取材を通じて聞き取った祭りや民俗芸能に携わる者の日常。普段のくらしの中で繰り返される練習の密度と、その積み重ねによって得られる幸福感や神様が降りてくるという超日常的な感覚に圧倒された児玉。リアルな祭りや民俗芸能をリサーチしようとする児玉と、コロナ禍によって祭りや民俗芸能の練習や発表が制限された非日常に暮らす担い手たちの《歪み》ともいえる関係性の上に、本作「soda city funk」が立ち上がります。
作品に出演するのは、事前に関連イベントとして開催したワークショップ等に参加した秋田市内在住の高校生や大学生、会社員等の女性8 名、男性1 名。本格的な演劇作品への出演は、全員が未経験です。7 月から稽古を開始し、8 月からの本番に向けて準備を重ねています。
竿燈、秋田万歳、白岩ささら等。半年の間、名前を挙げたらきりがないほどの芸能やそこに携わる人たちに取材を行いました。民俗芸能はその名の通り、その土地土地に根付いた芸能です。その土地に根付き、その土地の文脈を生きる人々が演じ、鳴らし、その人たちをまたその土地の人が見る。この全てで民俗芸能なのだと思います。
取材をしていくなかで、芸能に携わる方々やそれを見てきた方々から時折出てきた、まるで芸能の神様が憑依したような、場所に宿る神聖さとしか言いようのない感覚。これらはどのようにして宿り、人はそれを体感するのか。そしてそれは私たちの外側に存在するのか、あるいは私たちの中に存在し得るものなのか。

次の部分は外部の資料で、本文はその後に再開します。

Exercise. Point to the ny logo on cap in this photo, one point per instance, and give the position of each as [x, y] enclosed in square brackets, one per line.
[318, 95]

秋田在住の方々を出演者に迎え、取材を改めて辿りながら、民俗芸能の構造に迫っていきたいと思います。
(児玉絵梨奈)
公演情報
「200 年をたがやす」舞台分野 演劇公演「soda city funk」
公演日|8 月14 日(土)、15日(日)、21 日(土)、28 日(土)、29 日(日) ※中止となりました
9 月12 日(日)、18 日(土)、19 日(日)、20 日(月・祝) ※中止となりました
※下線の日程は、アフタートークあり。
時間|開場14:45 開演15:00 終演16:00 予定(全日程)
会場|秋田市文化創造館 2階スタジオA1(秋田市千秋明徳町3-16)
作・演出|児玉絵梨奈
出演|青木理佳、秋山卓登、加賀屋茂美、梶夏季、椛澤詩乃、根田紗那、鈴木千晴、棚木陽菜
※ワークショップ等に参加した市民の皆さん
※出演者は一部変更となりました
入場無料・要事前申込(各回定員20 名)
※未就学児の入場はご遠慮ください。
アフタートークゲスト(予定)|8 月15 日(日)相馬千秋(アートプロデューサー/NPO 法人芸術公社代表理事) ※中止となりました8 月21 日(土)小熊隆博(合同会社みちひらき代表) 船橋陽馬(フォトグラファー) ※中止となりました9 月12 日(日)工藤尚悟(国際教養大学 国際教養学部グローバル・スタディズ課程 准教授) ※中止となりました
※上演日および8/13(リハーサル日)の14:35〜終演までの時間帯、スタジオAは公演をご覧になる方のみのご入場となりますのでご了承ください。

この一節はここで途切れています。